七星剣の騎士たちが並び、一斉に剣を掲げた。
その列の中心から一人の男が歩み出る。
黒と紺の衣。そして音を立てぬ歩調。
ただ一歩を歩くだけで、周囲の空気が張りつめていく。
――イル=ヴァーク・アストラ王。
誰かが息を呑み、誰も声を上げなかった。
「……ひえっ」
隣で、ルリが思わず後ずさる。
「なんじゃあの圧……近づきたくない類の強さを感じるのじゃ……」
王は立ち止まり、淡々と告げた。
「――シリウス・リュミエル……前へ」
名が呼ばれた瞬間、ざわりと空気が揺れた。
青銀の髪を揺らし、一人の青年が進み出る。
その所作に、迷いは一切ない。
立っただけで、周囲がひやりと静まった。
「わぁ……兄さま……」
人混みの端で、セラフィナが息を詰めるように話しているのが見えた。
誇らしさと、不安と、言葉にできない何かを抱えたまま。
グレンはその横顔を一瞬だけ見て、視線を戻した。
シリウスは王の前に跪き、右拳を胸に当てる。
王が、わずかに頷く。
次の瞬間、深蒼の水が迸った。
――ゴオオォッ……!
空気が震え、
青い水柱が天へと昇る。
ルリが、思わず目を見開く。
グレンは、ただ黙ってそれを見ていた。
胸に残ったのは、怒りでも羨望でもない。
ただ、静かな痛み。
光が収まり、シリウスは立ち上がる。
「――この命が尽きるその時まで。
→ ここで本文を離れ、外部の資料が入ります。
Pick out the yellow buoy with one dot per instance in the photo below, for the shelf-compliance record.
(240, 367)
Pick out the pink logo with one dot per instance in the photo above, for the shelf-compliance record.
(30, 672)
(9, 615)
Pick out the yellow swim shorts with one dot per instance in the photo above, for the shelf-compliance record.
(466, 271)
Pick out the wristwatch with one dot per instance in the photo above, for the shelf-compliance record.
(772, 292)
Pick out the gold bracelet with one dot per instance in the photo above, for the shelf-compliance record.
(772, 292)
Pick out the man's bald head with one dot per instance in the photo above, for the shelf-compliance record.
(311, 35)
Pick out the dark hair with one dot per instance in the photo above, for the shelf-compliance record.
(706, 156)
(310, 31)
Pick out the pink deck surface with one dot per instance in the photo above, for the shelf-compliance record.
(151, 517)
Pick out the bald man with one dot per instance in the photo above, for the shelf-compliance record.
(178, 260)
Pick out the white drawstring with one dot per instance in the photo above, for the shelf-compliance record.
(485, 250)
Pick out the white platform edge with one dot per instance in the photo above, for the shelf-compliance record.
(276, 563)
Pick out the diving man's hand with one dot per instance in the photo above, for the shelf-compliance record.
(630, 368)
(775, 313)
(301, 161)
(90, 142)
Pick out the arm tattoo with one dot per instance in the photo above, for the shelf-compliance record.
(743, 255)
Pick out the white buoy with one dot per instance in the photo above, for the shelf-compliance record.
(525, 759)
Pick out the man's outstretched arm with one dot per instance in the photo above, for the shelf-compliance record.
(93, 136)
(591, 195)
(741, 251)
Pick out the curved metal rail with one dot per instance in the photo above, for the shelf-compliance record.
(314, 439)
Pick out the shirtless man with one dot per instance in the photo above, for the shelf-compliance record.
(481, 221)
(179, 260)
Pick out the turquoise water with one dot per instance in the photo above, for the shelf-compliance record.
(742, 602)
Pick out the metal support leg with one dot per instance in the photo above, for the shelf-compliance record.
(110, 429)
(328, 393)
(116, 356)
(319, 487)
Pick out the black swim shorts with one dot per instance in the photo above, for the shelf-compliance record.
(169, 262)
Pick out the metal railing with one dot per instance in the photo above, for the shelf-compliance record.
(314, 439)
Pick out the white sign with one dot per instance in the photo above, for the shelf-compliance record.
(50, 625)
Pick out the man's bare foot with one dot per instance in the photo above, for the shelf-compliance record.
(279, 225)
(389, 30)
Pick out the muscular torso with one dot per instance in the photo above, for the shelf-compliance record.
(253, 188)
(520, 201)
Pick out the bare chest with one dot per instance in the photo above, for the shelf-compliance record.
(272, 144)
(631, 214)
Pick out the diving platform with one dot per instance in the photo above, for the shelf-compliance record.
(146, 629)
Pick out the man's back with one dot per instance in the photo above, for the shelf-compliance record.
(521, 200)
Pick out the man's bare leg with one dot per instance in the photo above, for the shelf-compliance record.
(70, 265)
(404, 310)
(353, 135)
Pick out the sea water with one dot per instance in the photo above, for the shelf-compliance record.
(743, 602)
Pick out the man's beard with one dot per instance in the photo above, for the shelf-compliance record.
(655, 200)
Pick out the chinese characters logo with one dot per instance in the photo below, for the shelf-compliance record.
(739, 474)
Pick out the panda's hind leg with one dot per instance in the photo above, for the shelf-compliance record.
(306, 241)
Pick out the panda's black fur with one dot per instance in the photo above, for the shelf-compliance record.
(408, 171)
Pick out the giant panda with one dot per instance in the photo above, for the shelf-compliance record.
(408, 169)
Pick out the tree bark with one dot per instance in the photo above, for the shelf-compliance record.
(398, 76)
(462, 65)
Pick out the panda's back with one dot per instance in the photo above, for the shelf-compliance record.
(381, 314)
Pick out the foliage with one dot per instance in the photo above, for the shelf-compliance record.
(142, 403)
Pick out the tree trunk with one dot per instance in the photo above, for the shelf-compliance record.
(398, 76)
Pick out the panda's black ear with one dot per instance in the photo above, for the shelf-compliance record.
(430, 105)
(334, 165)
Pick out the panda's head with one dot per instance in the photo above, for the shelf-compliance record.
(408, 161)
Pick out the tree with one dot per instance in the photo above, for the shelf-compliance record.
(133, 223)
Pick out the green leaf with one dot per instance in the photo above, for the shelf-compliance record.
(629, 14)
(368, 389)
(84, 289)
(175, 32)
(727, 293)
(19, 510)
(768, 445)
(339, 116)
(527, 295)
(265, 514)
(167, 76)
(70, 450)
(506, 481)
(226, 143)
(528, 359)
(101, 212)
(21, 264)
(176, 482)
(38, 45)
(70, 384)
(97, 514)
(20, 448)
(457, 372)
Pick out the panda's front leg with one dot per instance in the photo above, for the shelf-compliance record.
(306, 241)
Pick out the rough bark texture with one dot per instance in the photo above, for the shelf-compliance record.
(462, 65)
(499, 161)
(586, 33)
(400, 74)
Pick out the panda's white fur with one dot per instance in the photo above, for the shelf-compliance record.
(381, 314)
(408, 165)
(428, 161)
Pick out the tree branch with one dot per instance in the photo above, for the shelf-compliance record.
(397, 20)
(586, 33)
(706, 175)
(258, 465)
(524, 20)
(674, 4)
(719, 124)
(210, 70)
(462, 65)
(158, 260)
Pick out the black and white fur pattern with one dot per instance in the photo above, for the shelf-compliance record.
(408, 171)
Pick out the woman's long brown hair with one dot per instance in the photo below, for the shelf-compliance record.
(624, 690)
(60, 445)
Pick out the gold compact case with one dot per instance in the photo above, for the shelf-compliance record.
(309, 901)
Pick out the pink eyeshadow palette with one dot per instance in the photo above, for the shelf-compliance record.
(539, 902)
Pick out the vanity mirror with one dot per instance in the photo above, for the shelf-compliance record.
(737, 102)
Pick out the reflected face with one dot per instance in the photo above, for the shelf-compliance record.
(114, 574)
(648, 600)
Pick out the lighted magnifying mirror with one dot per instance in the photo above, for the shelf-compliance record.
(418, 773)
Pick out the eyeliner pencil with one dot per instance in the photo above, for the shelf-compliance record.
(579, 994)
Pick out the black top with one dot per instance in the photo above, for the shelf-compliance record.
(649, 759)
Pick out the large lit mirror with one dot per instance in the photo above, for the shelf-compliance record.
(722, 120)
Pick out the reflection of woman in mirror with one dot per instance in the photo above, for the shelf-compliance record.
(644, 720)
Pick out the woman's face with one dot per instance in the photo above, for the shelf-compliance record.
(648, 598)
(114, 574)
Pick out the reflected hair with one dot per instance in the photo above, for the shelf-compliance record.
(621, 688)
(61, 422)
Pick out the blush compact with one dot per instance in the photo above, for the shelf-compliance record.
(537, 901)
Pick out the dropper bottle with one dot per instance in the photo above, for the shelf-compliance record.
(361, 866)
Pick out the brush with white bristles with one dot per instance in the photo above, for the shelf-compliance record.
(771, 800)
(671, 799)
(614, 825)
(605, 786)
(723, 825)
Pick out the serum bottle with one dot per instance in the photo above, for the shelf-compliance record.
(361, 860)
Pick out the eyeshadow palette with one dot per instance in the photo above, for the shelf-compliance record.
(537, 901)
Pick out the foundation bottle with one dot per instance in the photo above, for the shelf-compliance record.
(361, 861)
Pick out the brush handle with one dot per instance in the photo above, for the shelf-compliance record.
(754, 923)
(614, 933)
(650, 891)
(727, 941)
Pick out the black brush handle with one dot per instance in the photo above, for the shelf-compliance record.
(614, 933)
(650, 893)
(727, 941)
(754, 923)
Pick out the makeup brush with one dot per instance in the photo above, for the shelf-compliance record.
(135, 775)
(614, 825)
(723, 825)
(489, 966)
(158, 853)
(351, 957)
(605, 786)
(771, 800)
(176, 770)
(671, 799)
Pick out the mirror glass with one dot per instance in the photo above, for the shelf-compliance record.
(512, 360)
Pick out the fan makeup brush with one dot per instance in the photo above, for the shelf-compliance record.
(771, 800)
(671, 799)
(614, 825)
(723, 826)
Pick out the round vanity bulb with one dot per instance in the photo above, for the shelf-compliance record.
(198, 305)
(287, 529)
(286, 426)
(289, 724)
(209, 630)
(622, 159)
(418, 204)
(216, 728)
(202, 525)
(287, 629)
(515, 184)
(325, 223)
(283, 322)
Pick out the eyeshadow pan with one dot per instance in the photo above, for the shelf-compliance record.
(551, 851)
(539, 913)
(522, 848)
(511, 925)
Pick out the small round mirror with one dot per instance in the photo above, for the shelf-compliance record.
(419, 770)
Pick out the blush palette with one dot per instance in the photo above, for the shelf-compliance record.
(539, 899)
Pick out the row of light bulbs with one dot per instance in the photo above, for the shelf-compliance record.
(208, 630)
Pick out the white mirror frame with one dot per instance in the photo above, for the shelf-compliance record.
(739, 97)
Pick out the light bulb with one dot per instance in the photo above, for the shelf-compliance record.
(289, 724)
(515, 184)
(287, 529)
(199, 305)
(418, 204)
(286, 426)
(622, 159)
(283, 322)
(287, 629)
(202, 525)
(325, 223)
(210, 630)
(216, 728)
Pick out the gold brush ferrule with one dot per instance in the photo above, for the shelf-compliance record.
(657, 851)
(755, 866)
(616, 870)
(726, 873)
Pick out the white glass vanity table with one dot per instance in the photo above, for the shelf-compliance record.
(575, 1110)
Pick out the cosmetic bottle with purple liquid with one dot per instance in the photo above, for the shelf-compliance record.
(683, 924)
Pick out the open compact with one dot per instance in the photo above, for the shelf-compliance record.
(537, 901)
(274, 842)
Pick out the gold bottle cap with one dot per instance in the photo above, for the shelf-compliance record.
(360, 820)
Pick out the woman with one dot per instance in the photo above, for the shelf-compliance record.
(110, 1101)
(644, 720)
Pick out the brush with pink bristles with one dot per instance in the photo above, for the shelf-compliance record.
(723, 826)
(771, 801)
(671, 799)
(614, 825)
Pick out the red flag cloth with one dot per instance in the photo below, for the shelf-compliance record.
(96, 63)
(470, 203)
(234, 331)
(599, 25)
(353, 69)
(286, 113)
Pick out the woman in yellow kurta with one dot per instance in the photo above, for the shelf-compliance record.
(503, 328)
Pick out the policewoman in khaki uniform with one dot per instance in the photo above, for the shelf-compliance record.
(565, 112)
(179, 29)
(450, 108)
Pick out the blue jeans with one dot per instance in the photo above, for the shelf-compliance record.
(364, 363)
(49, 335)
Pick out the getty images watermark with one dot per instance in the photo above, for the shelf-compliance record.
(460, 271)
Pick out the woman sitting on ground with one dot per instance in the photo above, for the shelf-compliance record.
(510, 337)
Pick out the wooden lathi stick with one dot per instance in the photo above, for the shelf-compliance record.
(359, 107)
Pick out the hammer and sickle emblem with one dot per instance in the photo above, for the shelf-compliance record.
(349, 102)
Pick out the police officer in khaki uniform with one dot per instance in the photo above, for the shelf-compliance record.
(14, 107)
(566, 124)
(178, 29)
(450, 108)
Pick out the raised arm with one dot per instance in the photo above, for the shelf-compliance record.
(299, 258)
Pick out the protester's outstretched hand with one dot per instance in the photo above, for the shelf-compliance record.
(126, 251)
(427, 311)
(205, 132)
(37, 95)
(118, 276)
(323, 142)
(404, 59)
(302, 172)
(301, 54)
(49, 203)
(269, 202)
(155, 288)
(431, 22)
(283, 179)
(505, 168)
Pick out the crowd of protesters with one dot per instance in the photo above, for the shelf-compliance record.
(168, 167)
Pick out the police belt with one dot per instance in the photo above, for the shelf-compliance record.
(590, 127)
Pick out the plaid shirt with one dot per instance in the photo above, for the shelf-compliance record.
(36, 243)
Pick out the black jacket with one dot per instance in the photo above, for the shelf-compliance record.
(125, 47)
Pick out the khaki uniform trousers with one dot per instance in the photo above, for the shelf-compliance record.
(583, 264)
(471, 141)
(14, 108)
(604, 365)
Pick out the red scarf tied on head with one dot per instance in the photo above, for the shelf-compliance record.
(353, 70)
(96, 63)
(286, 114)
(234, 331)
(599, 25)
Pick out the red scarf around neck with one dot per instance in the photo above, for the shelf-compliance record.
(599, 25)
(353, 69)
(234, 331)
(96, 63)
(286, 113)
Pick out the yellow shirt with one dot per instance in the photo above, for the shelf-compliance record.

アストラル王国に、尽くす」
低く、揺るがない声。
その瞬間、広場が歓声に包まれた。
王は何も言わず、背を向ける。
喝采の渦の中、そこだけが切り取られた別世界のようだった。
「王とやらは、無口なんじゃな」
ルリが率直に言う。
「……そうだな」
グレンは小さく笑い、人々の声を背に息を吐いた。
「グレンよ」
ルリが、袖を引く。
「あのシリウスってやつも……数年後には、死ぬんじゃろな」
「……あぁ」
短く応え、グレンは前を見たまま言った。
「だから止める。これ以上、誰も――勇者にならなくていい世界を見せる」
その目は静かで、しかし、決して揺れてはいなかった。